PoTPTQ: A Two-step Power-of-Two Post-training for LLMs
This work addresses computational resource constraints for deploying LLMs, offering a novel method that enhances both accuracy and inference speed, though it appears incremental as it builds on existing PoT quantization techniques.
The paper tackles the challenge of deploying large language models (LLMs) by proposing a power-of-two (PoT) quantization framework that improves accuracy in low-precision formats (e.g., 2- and 3-bit) and achieves speedups of 3.67× on NVIDIA V100 and 1.63× on NVIDIA RTX 4090 compared to uniform integer dequantization.

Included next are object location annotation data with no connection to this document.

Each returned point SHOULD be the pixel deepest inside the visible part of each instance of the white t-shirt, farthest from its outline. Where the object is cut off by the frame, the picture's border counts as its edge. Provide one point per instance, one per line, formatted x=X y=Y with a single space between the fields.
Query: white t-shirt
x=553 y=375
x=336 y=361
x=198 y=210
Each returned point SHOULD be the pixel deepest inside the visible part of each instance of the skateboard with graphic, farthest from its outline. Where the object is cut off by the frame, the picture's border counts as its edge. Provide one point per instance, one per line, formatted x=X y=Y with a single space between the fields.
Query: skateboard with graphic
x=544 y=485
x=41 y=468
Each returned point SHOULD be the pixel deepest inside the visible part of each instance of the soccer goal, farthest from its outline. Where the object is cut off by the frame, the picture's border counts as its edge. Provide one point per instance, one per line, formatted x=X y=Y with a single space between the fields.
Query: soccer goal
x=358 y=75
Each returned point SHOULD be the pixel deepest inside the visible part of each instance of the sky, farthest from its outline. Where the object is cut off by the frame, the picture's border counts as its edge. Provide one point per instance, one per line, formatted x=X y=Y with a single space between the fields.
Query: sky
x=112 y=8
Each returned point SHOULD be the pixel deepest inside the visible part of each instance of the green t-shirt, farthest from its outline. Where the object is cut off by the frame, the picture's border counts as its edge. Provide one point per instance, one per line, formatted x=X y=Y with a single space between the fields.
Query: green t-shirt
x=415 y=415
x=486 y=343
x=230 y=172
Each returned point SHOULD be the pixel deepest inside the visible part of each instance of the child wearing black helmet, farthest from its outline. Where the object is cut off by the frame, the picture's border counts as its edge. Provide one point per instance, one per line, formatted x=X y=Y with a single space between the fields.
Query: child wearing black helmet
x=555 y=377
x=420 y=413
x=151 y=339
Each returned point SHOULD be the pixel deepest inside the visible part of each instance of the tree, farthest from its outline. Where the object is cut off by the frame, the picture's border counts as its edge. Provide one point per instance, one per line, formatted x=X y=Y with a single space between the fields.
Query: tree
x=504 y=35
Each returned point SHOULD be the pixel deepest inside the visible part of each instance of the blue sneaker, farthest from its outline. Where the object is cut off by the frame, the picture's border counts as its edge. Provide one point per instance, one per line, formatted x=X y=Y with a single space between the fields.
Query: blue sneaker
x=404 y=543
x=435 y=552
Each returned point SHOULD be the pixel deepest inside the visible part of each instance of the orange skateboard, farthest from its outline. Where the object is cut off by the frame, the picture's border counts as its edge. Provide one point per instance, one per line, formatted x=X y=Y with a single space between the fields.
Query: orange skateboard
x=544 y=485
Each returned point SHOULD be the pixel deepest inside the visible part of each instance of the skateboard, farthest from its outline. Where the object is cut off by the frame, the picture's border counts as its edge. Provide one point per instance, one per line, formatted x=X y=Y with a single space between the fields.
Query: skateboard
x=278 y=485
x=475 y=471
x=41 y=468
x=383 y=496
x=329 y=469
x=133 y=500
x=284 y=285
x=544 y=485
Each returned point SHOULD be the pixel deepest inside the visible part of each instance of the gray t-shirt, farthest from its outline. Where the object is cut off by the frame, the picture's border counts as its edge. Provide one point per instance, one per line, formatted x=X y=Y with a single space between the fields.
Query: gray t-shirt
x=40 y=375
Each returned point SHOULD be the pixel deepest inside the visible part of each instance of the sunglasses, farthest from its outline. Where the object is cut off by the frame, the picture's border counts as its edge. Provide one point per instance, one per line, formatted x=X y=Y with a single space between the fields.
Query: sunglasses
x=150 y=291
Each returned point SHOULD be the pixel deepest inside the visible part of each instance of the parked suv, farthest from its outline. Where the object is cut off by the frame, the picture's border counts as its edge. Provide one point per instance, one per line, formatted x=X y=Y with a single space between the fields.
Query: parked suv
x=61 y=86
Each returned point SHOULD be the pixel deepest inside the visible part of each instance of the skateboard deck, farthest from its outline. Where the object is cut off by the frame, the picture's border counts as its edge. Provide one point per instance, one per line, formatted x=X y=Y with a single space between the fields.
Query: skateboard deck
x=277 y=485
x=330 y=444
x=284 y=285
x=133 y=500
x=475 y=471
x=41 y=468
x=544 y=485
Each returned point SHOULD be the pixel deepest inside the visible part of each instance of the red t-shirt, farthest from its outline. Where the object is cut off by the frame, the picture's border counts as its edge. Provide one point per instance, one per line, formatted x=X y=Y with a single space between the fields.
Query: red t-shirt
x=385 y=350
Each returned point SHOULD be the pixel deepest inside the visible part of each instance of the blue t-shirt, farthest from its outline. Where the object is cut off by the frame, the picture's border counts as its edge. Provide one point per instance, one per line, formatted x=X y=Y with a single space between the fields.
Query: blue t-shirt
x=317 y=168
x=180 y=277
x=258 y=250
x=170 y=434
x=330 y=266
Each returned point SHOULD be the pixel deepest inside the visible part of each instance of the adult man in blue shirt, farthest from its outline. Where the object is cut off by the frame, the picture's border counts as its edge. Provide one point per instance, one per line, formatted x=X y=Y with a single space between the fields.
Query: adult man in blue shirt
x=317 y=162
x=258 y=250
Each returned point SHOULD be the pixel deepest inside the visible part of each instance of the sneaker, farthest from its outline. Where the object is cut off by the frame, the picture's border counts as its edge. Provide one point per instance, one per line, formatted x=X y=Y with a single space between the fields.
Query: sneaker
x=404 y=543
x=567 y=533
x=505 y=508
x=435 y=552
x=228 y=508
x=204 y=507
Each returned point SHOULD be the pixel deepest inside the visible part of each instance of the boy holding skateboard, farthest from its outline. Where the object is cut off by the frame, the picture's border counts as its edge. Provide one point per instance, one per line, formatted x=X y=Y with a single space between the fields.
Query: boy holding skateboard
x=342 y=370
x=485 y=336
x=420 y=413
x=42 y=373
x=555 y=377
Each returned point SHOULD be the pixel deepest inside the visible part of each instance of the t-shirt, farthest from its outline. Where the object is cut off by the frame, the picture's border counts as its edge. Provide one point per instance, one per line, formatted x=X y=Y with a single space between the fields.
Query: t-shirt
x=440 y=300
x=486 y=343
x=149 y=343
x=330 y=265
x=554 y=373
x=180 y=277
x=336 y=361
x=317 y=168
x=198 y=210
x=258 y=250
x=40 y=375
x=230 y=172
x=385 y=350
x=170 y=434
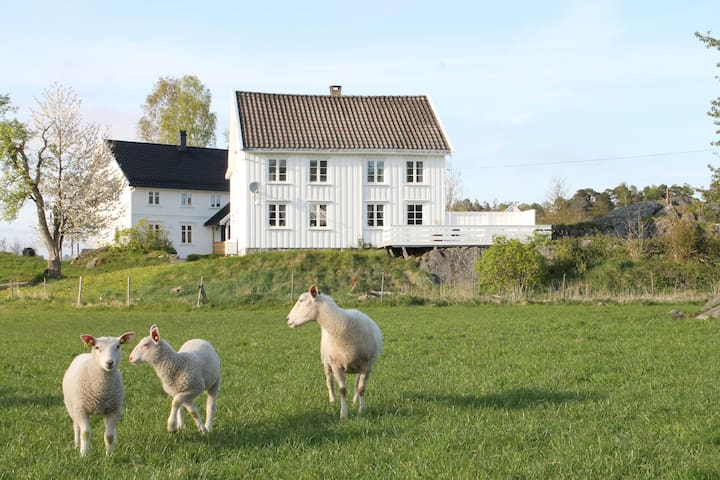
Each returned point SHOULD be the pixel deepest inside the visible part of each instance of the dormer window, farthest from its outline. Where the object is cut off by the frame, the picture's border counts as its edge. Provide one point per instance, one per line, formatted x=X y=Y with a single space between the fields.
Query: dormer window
x=318 y=170
x=277 y=170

Large Language Models (LLMs) have demonstrated remarkable performance across various natural language processing (NLP) tasks. However, their deployment is challenging due to the substantial computational resources required. Power-of-two (PoT) quantization is a general tool to counteract this difficulty. Albeit previous works on PoT quantization can be efficiently dequantized on CPUs using fixed-point addition, it showed less effectiveness on GPUs. The reason is entanglement of the sign bit and sequential bit manipulations needed for dequantization. We propose a novel POT quantization framework for LLM weights that (i) outperforms state-of-the-art accuracy in extremely low-precision number formats, and (ii) enables faster inference through more efficient dequantization. To maintain the accuracy of the quantized model, we introduce a two-step post-training algorithm: (i) initialize the quantization scales with a robust starting point, and (ii) refine these scales using a minimal calibration set. The performance of our PoT post-training algorithm surpasses the current state-of-the-art in integer quantization, particularly at low precisions such as 2- and 3-bit formats. Our PoT quantization accelerates the dequantization step required for the floating point inference and leads to $3.67\times$ speed up on a NVIDIA V100, and $1.63\times$ on a NVIDIA RTX 4090, compared to uniform integer dequantization.